Piddington, village anglais, vote pour une sécession contre l’accueil des migrants

Le village de Piddington, situé à proximité d’Oxford, a récemment pris une position ferme contre l’accueil de migrants en organisant un référendum symbolique. Ce scrutin, qui a eu lieu le 16 septembre, a révélé un soutien massif pour l’idée de faire sécession du Royaume-Uni en réponse à l’ouverture d’un centre d’accueil pour demandeurs d’asile dans leur région. Sur les 311 électeurs, 285 ont voté en faveur de cette initiative, tandis que seulement 26 se sont opposés, témoignant ainsi d’une participation élevée de 92 %.

EN BREF

  • Piddington vote pour une sécession symbolique contre l’accueil de migrants.
  • Le projet prévoit d’accueillir 1 250 demandeurs d’asile dans un ancien site militaire.
  • Les habitants expriment des inquiétudes sur la sécurité et l’impact sur leur village.

Cette initiative a été déclenchée par le projet du gouvernement travailliste d’ouvrir un centre d’accueil pour demandeurs d’asile à proximité du village, qui compte environ 350 habitants. Ce centre serait destiné à loger principalement des hommes célibataires âgés de 18 à 65 ans. Les autorités locales, dont Tim McNally, élu de Piddington, ont exprimé leur mécontentement face à ce projet, qu’ils jugent « totalement disproportionné » pour un village qui ne dispose d’aucun commerce.

Les habitants de Piddington ne se sont pas contentés de voter; ils ont également tenté de faire entendre leur voix par d’autres moyens. Au cours de l’été, une manifestation a eu lieu et 133 résidents ont adressé une lettre ouverte aux députés du Parlement britannique. Malheureusement, ils affirment n’avoir reçu aucune réponse, ce qui a renforcé leur sentiment d’abandon.

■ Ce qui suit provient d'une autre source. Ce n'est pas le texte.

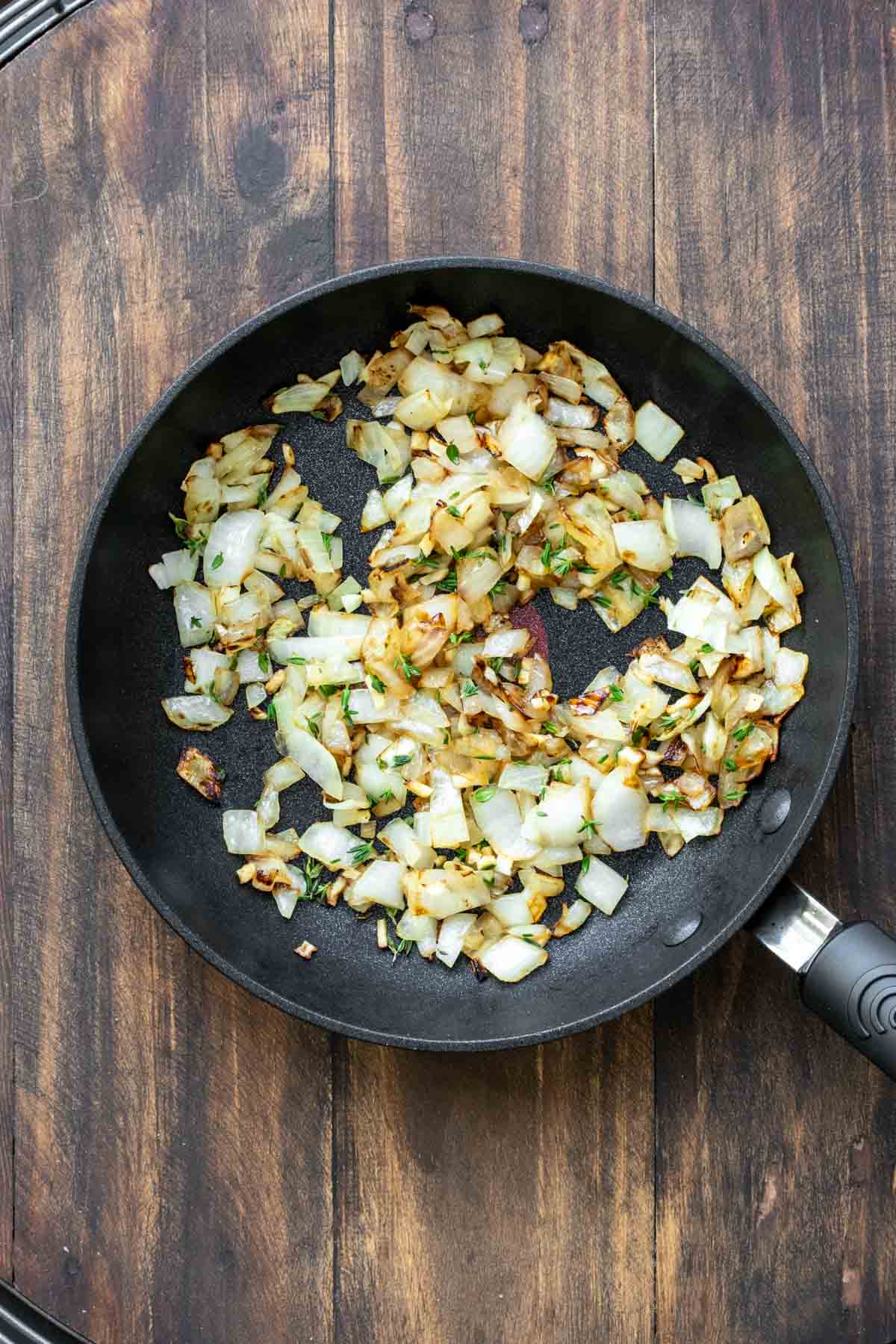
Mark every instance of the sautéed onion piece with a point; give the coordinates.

Le Premier ministre britannique, Andy Burnham, a reconnu les inquiétudes des habitants tout en défendant le projet. Selon lui, le gouvernement s’est engagé à mettre fin à l’hébergement des demandeurs d’asile dans des hôtels et à trouver des solutions durables. Bien qu’il ait soutenu l’idée de reloger les migrants dans d’anciens sites militaires, il a également précisé que la responsabilité de l’accueil ne peut pas reposer uniquement sur une partie du pays.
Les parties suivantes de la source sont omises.